Ryle's tube was placed in those patients who experienced Grade 3 or higher odynophagia and dysphagia. The first posttreatment follow-up was scheduled after 2 weeks of completion of RT. Subsequent visits were scheduled as monthly for the first 6 months, then 2 monthly for the next 6 months and 3 monthly thereafter. At each follow-up visit, a complete physical examination was combined with an assessment late toxicity as per Late Radiation Morbidity Scoring Schema[16] and was recorded. Late toxicities were noted after 6 months. For statistical analysis IBM Corp. Released 2016. IBM SPSS Statistics for Windows, Version 24.0. Armonk, NY: IBM Corp was used. The P ≤ 0.05 was considered to be statistically significant for all analysis.

Response evaluation was done according to WHO response assessment criteria.[17] Clinical examination of the primary and nodal site was done after 3 months of treatment completion.
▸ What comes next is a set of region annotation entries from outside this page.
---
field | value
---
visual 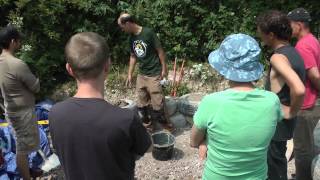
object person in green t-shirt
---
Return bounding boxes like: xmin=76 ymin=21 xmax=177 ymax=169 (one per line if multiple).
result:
xmin=190 ymin=34 xmax=283 ymax=180
xmin=118 ymin=13 xmax=172 ymax=130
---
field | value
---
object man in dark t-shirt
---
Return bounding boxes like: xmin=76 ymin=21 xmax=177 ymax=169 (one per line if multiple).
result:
xmin=257 ymin=11 xmax=305 ymax=180
xmin=49 ymin=32 xmax=152 ymax=180
xmin=118 ymin=13 xmax=172 ymax=130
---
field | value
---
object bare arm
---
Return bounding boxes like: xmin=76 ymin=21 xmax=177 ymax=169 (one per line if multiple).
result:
xmin=307 ymin=67 xmax=320 ymax=92
xmin=157 ymin=48 xmax=167 ymax=79
xmin=190 ymin=125 xmax=205 ymax=147
xmin=126 ymin=54 xmax=137 ymax=86
xmin=270 ymin=54 xmax=305 ymax=119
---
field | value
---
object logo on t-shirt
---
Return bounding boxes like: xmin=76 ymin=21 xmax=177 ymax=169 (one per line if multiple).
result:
xmin=133 ymin=40 xmax=147 ymax=58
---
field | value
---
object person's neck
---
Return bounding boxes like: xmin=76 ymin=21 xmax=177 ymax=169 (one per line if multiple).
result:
xmin=297 ymin=29 xmax=310 ymax=40
xmin=229 ymin=81 xmax=255 ymax=91
xmin=74 ymin=80 xmax=104 ymax=99
xmin=271 ymin=40 xmax=289 ymax=50
xmin=133 ymin=24 xmax=142 ymax=35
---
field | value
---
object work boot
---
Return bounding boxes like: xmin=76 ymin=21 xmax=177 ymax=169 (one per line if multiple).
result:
xmin=138 ymin=106 xmax=152 ymax=131
xmin=151 ymin=109 xmax=174 ymax=132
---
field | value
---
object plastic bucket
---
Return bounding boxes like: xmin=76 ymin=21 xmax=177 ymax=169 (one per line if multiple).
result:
xmin=151 ymin=131 xmax=175 ymax=161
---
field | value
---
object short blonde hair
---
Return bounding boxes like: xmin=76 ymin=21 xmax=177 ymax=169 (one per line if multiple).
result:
xmin=65 ymin=32 xmax=109 ymax=79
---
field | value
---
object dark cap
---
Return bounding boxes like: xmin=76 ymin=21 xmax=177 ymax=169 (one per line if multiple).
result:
xmin=287 ymin=8 xmax=311 ymax=22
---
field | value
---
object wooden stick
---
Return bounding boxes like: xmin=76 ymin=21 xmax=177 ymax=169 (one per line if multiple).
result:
xmin=171 ymin=56 xmax=177 ymax=96
xmin=173 ymin=60 xmax=185 ymax=97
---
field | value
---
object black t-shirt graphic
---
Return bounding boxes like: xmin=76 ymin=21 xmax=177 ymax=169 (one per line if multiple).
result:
xmin=49 ymin=98 xmax=151 ymax=180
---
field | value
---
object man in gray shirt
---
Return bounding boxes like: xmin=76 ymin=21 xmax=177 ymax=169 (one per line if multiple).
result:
xmin=0 ymin=25 xmax=40 ymax=180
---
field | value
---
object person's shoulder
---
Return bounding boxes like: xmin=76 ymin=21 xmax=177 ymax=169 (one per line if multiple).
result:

Direct laryngoscopy and CT neck was done after 3 months of treatment completion. Biopsy/cytology was done if suspicious lesions were detected on clinical/radiological examination.

 > Results Top

Forty-five patients were included in this study from December 2014 to December 2016 and followed up till September 2019 in the department of radiation oncology. The median age was 60 years (range 35–86) with 42.2% patients in >60 years age group. Old, frail, KFT deranged, and old with frail were 14, 17, 12, and 2 patients, respectively. Base of the tongue and supraglottic larynx were the most common sites. Patient characteristics are summarized in [Table 1]. Two sets of dosage were chosen for IMRT-SIB prescription to meet the clinical needs of nodal volumes: SIB-66 schedule (n = 42 patients), i.e., 66 Gy dose was prescribed to PTV-HR, 60 Gy to PTV-IR and 54 Gy to PTV-LR in 30 fractions; whereas SIB-70 schedule (n = 3 patients) included 70 Gy dose to PTV-HR, 59.4 Gy to PTV-IR, and 56 Gy to PTV-LR in 33 fractions. Comparative dose volume parameters for PTV are summarized in [Table 2]. In our patients, 95% PTV-HR volume received median dose 97%, PTV-IR received 99% and PTV-LR received 99%. Maximum dose delivered to OARs was in limits of prescribed dose constraints, although mean dose of both parotids glands was slightly higher than prescribe [Table 3].

All the patients have completed the treatment with good compliance with no treatment interruption. The median overall treatment time was calculated from the date of start of RT to the date of end of treatment was 43 days (range 38–48). Median follow-up period was 21 months (range 6–68) and lost to follow-up rate 11.11% was estimated.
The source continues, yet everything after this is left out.